Microsoft has publicly criticized a security researcher known as "Nightmare Eclipse" for disclosing multiple zero-day vulnerabilities without prior coordination with the company. The flaws, named BlueHammer, RedSun, UnDefend, YellowKey, GreenPlasma, and MiniPlasma, affect widely used Microsoft products, including the Windows built-in antivirus engine Defender and the disk-encryption tool BitLocker.
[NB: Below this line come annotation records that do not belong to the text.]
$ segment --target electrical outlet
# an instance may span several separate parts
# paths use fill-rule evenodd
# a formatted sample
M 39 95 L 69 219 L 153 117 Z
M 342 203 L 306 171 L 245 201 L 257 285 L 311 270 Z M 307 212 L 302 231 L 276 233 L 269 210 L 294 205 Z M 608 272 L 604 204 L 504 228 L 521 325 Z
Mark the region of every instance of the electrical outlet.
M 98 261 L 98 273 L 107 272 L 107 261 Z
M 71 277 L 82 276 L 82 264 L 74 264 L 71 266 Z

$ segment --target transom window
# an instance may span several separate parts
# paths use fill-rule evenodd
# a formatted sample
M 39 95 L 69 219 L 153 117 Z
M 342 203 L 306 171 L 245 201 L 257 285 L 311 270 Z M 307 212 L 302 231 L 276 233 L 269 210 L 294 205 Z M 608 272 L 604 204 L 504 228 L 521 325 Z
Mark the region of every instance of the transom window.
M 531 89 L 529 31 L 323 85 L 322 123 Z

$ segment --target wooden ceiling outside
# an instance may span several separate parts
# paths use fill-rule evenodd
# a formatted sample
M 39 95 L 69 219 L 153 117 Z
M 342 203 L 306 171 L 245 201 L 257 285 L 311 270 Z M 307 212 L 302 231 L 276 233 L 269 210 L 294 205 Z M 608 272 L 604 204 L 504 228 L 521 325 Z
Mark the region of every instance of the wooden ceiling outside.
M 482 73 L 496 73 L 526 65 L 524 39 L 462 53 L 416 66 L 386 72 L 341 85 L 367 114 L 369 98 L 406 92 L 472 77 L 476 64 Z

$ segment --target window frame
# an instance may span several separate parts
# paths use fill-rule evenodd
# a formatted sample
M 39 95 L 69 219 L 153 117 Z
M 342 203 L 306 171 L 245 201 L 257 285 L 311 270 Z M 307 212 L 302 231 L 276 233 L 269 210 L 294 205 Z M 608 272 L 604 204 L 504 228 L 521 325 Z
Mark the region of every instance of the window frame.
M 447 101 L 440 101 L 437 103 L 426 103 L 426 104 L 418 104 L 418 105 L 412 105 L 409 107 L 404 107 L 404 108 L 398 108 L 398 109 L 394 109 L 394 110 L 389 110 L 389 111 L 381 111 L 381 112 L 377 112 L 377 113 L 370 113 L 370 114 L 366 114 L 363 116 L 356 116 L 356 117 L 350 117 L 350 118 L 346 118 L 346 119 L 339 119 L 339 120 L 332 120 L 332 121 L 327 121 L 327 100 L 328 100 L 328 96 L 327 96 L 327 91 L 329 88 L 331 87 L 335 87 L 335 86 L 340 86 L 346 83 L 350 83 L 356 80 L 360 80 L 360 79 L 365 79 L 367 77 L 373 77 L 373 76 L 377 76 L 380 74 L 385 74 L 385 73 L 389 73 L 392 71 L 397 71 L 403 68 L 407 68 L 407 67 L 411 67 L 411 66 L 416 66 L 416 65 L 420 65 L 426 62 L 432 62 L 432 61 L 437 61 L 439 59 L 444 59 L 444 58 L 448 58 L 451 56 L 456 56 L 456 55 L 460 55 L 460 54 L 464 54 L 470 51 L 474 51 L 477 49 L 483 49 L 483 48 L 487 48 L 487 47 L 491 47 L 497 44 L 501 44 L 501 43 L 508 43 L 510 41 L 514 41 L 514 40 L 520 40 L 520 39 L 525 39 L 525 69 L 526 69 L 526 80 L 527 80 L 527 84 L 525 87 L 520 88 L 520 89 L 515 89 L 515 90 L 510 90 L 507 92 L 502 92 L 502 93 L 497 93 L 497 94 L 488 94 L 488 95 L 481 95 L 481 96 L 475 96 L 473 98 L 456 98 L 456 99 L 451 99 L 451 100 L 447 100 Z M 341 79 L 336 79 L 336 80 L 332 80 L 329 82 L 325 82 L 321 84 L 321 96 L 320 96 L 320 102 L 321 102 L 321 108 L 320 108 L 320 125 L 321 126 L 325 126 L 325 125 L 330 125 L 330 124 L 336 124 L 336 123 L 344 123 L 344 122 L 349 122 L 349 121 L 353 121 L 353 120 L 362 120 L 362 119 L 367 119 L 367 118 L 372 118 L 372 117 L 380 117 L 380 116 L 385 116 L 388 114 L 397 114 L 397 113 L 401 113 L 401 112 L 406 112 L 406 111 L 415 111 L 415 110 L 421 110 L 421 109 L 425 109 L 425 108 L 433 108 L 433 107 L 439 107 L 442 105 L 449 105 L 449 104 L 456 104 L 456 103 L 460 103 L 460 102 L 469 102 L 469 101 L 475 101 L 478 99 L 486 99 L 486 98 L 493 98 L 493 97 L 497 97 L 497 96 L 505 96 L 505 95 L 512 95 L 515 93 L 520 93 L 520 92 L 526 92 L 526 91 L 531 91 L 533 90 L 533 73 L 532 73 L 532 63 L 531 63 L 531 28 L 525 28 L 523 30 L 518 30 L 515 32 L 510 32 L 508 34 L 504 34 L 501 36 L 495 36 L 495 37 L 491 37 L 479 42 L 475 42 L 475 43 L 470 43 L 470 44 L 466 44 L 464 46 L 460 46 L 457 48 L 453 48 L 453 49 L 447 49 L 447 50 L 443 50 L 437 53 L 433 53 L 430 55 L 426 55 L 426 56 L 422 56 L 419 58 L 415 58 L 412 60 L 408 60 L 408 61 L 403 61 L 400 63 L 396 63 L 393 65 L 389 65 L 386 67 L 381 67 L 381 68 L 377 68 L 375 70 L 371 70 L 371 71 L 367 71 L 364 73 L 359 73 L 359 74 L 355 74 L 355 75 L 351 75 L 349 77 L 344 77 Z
Microsoft's Stance on Responsible Disclosure
In a blog post, Microsoft emphasized that the researcher did not follow the industry-standard Coordinated Vulnerability Disclosure (CVD) process, which requires researchers to report bugs to the vendor before making them public. The company stated that such uncoordinated disclosures put millions of customers at unnecessary risk by providing proof-of-concept code to malicious actors before patches are available.
Microsoft noted that it works with hundreds of security researchers annually through CVD, compensating them for responsible disclosures and publicly acknowledging their contributions. The company expressed strong opposition to disclosures outside proper coordination, warning that they have real-world consequences.
Real-World Attacks and CISA's Agreement
According to Microsoft, some of the vulnerabilities disclosed by Nightmare Eclipse have already been exploited by hackers in real-world attacks. The U.S. Cybersecurity and Infrastructure Security Agency (CISA) has also agreed with Microsoft's position, condemning the uncoordinated disclosure.
Microsoft's security teams have been working around the clock to develop updates and protect customers. The company's Digital Crimes Unit is actively pursuing legal action against threat actors and those enabling their criminal activity, coordinating with law enforcement globally.
Microsoft's Commitment to Security Research
Despite the criticism, Microsoft reiterated its commitment to supporting responsible security research. The company invites vulnerability submissions through its public researcher portal, regardless of past interactions or reputation. It also engages with the security community at conferences, appreciation events, and through daily collaboration to understand and address vulnerabilities.
Microsoft concluded that while disagreements may arise, it remains dedicated to transparency and dialogue to protect the digital ecosystem.